Avalara debuts free sales tax risk assessment tool for e-commerce cos.
Tax automation software provider Avalara has released its Sales Tax Risk Assessment tool to help e-commerce companies accurately assess whether they have achieved economic nexus in any given U.S. state. The self-serve tool was in development before the novel coronavirus pandemic, but COVID-19 has provoked a major uptick in e-commerce business, which makes the tool very relevant now.
According to "Internet Retailer," stay-at-home orders across the U.S. are partly responsible for a 52 percent uptick in online orders from web-only retailers year over year during the weeks of March 22 and April 4.
The Sales Tax Risk Assessment tool is interactive, and allows users to either answer three questions, or upload up to one year’s worth of financial transactions. The tool then displays a map of the United States that shows the states in which the company has achieved economic nexus — either by number of transactions or value of sales — and which states they should monitor because they are getting close to it. This information is then put into a PDF report that businesses can share with relevant parties.
Avalara then provides access to free expert advice to discuss the report.
In addition to the increased online sales driven by the pandemic, businesses, primarily online sellers, are facing added sales tax complexity. The Supreme Court's South Dakota v. Wayfair Inc. ruling in June 2018 said that states could now collect sales tax from remote sellers. To date, 44 states and the District of Columbia have adopted sales tax laws requiring businesses to use where their customers are located as part of determining compliance requirements. This ruling has also driven up the business of tax automation providers like Avalara.
Beginning in 2017, states began enforcing marketplace facilitator laws to begin collecting sales tax on third-party online marketplace sales. States can now collect sales tax attributable to third-party sales from marketplaces, rather than the individual sellers. However, in many cases, the revenue generated from marketplace sales also contributes to a remote seller crossing economic nexus thresholds. Forty-one states and the District of Columbia have adopted sales tax laws requiring the marketplace facilitator to collect and remit sales tax on behalf of marketplace sellers.

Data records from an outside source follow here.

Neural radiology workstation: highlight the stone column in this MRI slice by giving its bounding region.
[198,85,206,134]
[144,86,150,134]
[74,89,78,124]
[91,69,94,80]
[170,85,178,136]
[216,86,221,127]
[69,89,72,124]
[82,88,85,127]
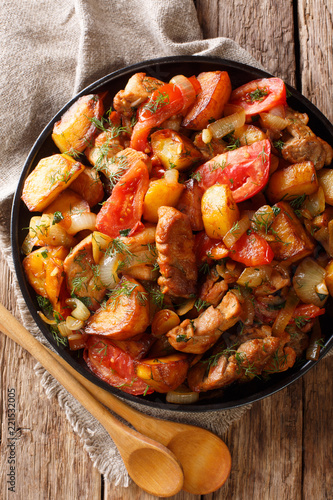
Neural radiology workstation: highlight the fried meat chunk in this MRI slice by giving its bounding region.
[156,206,197,298]
[113,73,164,116]
[167,291,241,354]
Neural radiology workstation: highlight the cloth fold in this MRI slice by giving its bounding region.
[1,0,327,487]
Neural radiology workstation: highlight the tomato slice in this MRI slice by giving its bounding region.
[130,83,184,152]
[230,78,287,116]
[230,230,274,266]
[84,336,153,395]
[195,139,271,203]
[195,231,229,264]
[291,304,325,323]
[95,160,149,238]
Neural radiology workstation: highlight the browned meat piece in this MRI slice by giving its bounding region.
[193,132,227,160]
[199,268,228,307]
[176,179,204,232]
[64,234,106,311]
[285,329,309,357]
[285,107,309,125]
[156,206,197,298]
[282,112,333,169]
[167,291,241,354]
[113,73,164,116]
[188,336,280,392]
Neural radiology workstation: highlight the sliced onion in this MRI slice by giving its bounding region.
[268,105,286,118]
[259,112,288,130]
[66,315,85,331]
[313,226,330,254]
[237,265,272,288]
[65,298,91,321]
[99,252,121,288]
[22,233,38,255]
[30,214,74,247]
[58,321,72,337]
[170,75,196,113]
[176,298,196,316]
[306,319,323,361]
[303,187,325,218]
[151,309,180,336]
[207,109,245,139]
[67,212,96,235]
[223,216,250,248]
[166,385,199,404]
[272,288,299,337]
[293,258,328,307]
[38,311,56,325]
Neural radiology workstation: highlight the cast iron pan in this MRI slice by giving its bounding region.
[11,56,333,412]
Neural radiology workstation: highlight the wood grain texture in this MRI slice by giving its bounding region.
[196,0,296,84]
[298,0,333,121]
[0,259,101,500]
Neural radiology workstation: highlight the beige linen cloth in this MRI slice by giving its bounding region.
[0,0,330,487]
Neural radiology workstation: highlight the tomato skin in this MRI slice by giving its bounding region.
[230,78,287,116]
[130,83,184,152]
[195,139,271,203]
[291,304,325,323]
[96,160,149,238]
[195,231,228,264]
[84,336,153,395]
[230,230,274,266]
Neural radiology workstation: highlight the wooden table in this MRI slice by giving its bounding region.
[1,1,332,499]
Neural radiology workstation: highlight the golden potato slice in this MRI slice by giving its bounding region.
[143,169,185,223]
[135,354,190,392]
[317,168,333,205]
[22,154,85,212]
[267,161,318,203]
[201,184,239,238]
[69,167,104,207]
[52,93,105,154]
[85,275,149,339]
[182,71,232,130]
[150,129,202,171]
[23,246,68,298]
[45,257,65,309]
[44,188,90,215]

The first step for merchants to stay tax-compliant is to determine where they have economic nexus established by a certain level of economic activity in a given period, which can include analyzing sales revenue, transaction volume, or a combination of both.
“When the Wayfair decision came down, we saw businesses saying they need to be compliant in so many different places they weren’t before,” said Liz Armbruester, senior vice president global compliance at Avalaraa. “It takes a while for businesses to get that information into the system and then take action. Then that taking action piece is whole separate activity. The 'long tail' of Wayfair means an additional compliance burden in calculating and remitting tax, and then that second step of actually being compliant. We believe that this activity around being compliant will continue to extend over a long period, because businesses who are operating in a physical state are probably going to have to look at different viable options.”
“Tax rates and rules vary widely from state to state and are continuously changing, making it extremely difficult for a business to understand and keep up with where they owe sales tax,” said Paul Sanford, vice president, product management at Avalara, in a statement. “The Sales Tax Risk Assessment provides an easy first step for businesses looking to get a handle on their sales tax obligations by providing them with sales tax information necessary to make more informed, proactive decisions about their business.”